他往卧室的方向走,整个顶层都是一体的,所以卧室的位置还有点远。黑泽阵穿过走廊,对身后的医生说:“顺便给我带点安眠药。”
医生微笑着说好的,他甚至不需要花时间找药物,其实来之前他就大致知道是什么情况了,只是需要根据一些细节进行调整。他把药交给那个黑衣女人,说明了具体的用法用量,就离开了。
门被重新关上。
不过医生应该还在这座酒店里待命,黑泽阵知道,但不是那么关心这种事。穿着黑衣的女人把药拿到了他面前,还给他倒了一杯温水。
另外那个像是摇滚乐团粉丝的男性一直站在门口,也不说话,就盯着他吃药。
黑泽阵感受到视线,抬头看去。
他向来对视线敏感,敌意也是。这并非某种特殊的力量,也不是天生的直觉,不过是潜意识在替他分析危险、麻烦以及让人讨厌的东西而已。
他从那双眼睛里看到了明显的敌意,以及相当程度的探究意味,对方显然对他很感兴趣,或者说他们应该有些渊源,但这个男人从始至终都没有动手。
为什么?因为那个十九世纪末来的火车站登记员?哦,那人现在的工作是……
门口的男人大概是意识到了他不喜欢被人盯着,转身离开了。
走的时候还关上了门。
黑泽阵把玩着那堆药片,把颜色不喜欢的随手扔掉,剩下的看也不看就吃下去,然后问留下的黑衣女人:“我以前跟他有仇?”
第272章腐烂的永生花
“我不清楚他的具体身份。”
黑衣女人低着头,回答了他的问题。
黑泽阵也知道她不可能知道太多事,不然就这个有问必答的个性,也不会被放在自己身边。她甚至没有战斗能力,就是个纯粹的服务人员,或许死了也可以直接换一个,唯一的优点就是不怎么说话。
他问出那个问题的时候,其实已经知道了答案,刚才那个表面上看起来陌生的男人,一定跟他有仇,而且是组织的人。
是谁呢?如果是一般人,或许这时候已经快要得出结果了,但对琴酒来说,排查目标是一项几乎不可能完成的工作。很可惜,组织里跟他有仇的人实在是太多了,黑泽阵宰过的人里不乏事后才发现杀错的蠢货,有时候他甚至没故意,对方就把自己给坑死了,实在是不怪他。

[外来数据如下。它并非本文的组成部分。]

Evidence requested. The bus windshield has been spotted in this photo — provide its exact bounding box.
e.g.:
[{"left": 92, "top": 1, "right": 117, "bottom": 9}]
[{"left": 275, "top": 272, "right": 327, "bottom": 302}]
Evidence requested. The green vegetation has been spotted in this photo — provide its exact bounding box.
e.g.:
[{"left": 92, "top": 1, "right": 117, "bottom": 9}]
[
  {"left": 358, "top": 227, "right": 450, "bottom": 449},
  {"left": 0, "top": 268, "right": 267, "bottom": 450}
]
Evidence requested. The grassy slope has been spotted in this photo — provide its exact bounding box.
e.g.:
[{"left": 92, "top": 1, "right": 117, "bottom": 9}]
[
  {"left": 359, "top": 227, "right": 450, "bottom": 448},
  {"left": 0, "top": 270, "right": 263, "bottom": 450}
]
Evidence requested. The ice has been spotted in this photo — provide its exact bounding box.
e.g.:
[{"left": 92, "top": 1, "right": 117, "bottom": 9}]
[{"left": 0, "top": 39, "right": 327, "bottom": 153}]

在这种情况下,如果能复活,BOSS又愿意大发慈悲地“原谅”他们生前的小小过失,这群人自然也会对BOSS折断拐……献上忠诚。
“有消息了吗?”
他又没头没尾地问了一句。
黑衣女人顿了一下,很快就听懂了他在问什么,并低声回答:“没有,如果得到消息,先生的人会第一时间通知我。”
“找不到也好,”黑泽阵一边往浴室的方向走,一边说,“真被你们找到了,怕不是还要复活——变成半死不活的僵尸、行走的肉块,腐烂的人偶,呵。”
他说的当然是降谷零。
但那群人也不可能找到降谷零,就算去海里打捞也是找不到的,毕竟这人根本就没死在那场爆炸里,还被他带到了相对安全的地方,除非主动出来,不然不可能出……让降谷先生乖乖待着?

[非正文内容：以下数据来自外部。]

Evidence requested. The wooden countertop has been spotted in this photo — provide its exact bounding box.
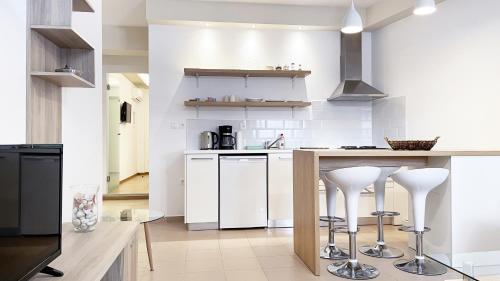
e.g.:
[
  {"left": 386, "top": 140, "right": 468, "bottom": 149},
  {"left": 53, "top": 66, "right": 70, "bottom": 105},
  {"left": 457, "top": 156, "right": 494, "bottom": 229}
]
[
  {"left": 294, "top": 149, "right": 500, "bottom": 157},
  {"left": 33, "top": 222, "right": 139, "bottom": 281}
]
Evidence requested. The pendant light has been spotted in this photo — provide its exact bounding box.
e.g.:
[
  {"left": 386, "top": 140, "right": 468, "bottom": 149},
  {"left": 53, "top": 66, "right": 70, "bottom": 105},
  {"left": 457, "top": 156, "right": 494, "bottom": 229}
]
[
  {"left": 413, "top": 0, "right": 436, "bottom": 16},
  {"left": 340, "top": 0, "right": 363, "bottom": 34}
]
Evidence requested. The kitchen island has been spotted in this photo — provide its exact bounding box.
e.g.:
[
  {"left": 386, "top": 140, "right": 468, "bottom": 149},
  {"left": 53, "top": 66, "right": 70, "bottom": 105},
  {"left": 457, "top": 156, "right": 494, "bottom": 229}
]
[{"left": 293, "top": 150, "right": 500, "bottom": 275}]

黑泽阵想,换成他自己都做不到,更何况自己的国家正在遭受威胁的降谷零呢?
哈。
没关系,只要不来找他,降谷零想做什么都行,因为现在已经没有时间了。他也没有,那位先生也没有,他和那位先生唯一的区别就是他的朋友和家人可以为他争取一点时间,和他想要的答案。

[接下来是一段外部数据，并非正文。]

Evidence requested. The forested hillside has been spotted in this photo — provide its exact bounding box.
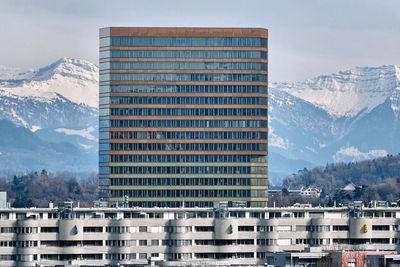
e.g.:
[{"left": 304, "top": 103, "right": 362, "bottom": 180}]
[{"left": 283, "top": 154, "right": 400, "bottom": 203}]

浴缸的水稍微有点热了,准备的人一定不熟悉他的体温,不过他确实困了,就这么睡一会儿也刚刚好。
“我从来都……”
他从来都不做自己会输的假设。所以,要么赢,要么拼命咬死对方,没有第三种结果。
……
滴答。
滴答。
远处传来了很清晰的水声,在沉沉的黑暗里发酵,最终变成了恼人的杂音,像一记重锤击穿人的心脏。
很冷,但也没那么冷,只是这些声音越来越嘈杂,越来越混乱,最后变成了湿淋淋的水声,期间又夹杂着某种生物的叫声。那是什么?是惨叫、是哀嚎,是翻滚的声音,也有金属和金属碰撞发出的铮然声响,仿佛一场漫无止境的、只剩最后一人的战争。
那声音越来越快、越来越密,最终在意识的最深处化为一道炽烈的白光,击穿了这片混沌的世界。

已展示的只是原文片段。